Teaching your puppy his name is one of the most important things you can do when you get a new puppy. It is the foundation of all other training as well as forming the basis of his relationship with you. Using his name consistently and positively helps your dog to know and understand when you want him and when you expect him to do something.
Say your puppy’s name. Use a very happy, cheerful voice and make it a positive experience. Don’t say anything except the puppy’s name, and say it only once.
Reward your puppy immediately when he looks at you after you say his name. In most cases he will look at you just to see what’s going on, but the incentive of getting a treat will encourage him to look again the next time you use his name. Use treats such as cooked liver, cooked beef heart, hot dogs or chicken, cut into pieces about the size of peas.

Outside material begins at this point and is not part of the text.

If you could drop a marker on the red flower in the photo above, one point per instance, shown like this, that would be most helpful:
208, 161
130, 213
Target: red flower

Wait for your puppy’s attention to wander slightly, and say his name again. Reward him the instant he looks at you, so that he is associating his name with the treat you are giving him and your praise.
Repeat the process of using your dog’s name about 10 times in a single session, then give your pup a break. If you overdo it he’s likely to become bored and disinterested, and once you lose his attention it will be harder to get him to respond to his name in the future.
Practice having your puppy respond to his name in many sessions throughout the day, keeping each one fun and rewarding for your puppy. Practice in different rooms of your home and in your fenced yard. Minimize distractions such as other pets or children when your puppy is first learning, so he can focus on you.
Hold the treat directly in front of his face, touching his nose, if the puppy is not turning around to look at you when you say his name. When you know he can smell the treat, say his name and bring the treat around so that your dog is facing you, then immediately give him the treat and praise him. He’ll quickly get the idea to turn and face you when he hears his name.
Teach your puppy to respond to his name no matter where he is by saying his name when he is out of sight in another room. If he comes running to you, reward him immediately and praise him. If he doesn’t, continue working with him in the same room until he will respond consistently to his name, and then try this step again. Some puppies need more time than others do to learn their names and to respond, but with consistent, positive training, your pup will learn his name.
Don’t use your dog’s name in a negative manner, such as when calling him to stop him from getting into the trash or doing something else you don’t want him to do. Rather than calling him by name to stop him, tell him “No!” or “Out!” instead, which effectively stops him without creating a negative association with his name.
Choose a name for your dog that doesn’t sound like any of the obedience commands, to make it easier for him to distinguish between his name and what you are telling him to do. Be sure that you are consistent in using the same name when you want to get your dog’s attention, and don’t substitute nicknames, which may confuse your puppy.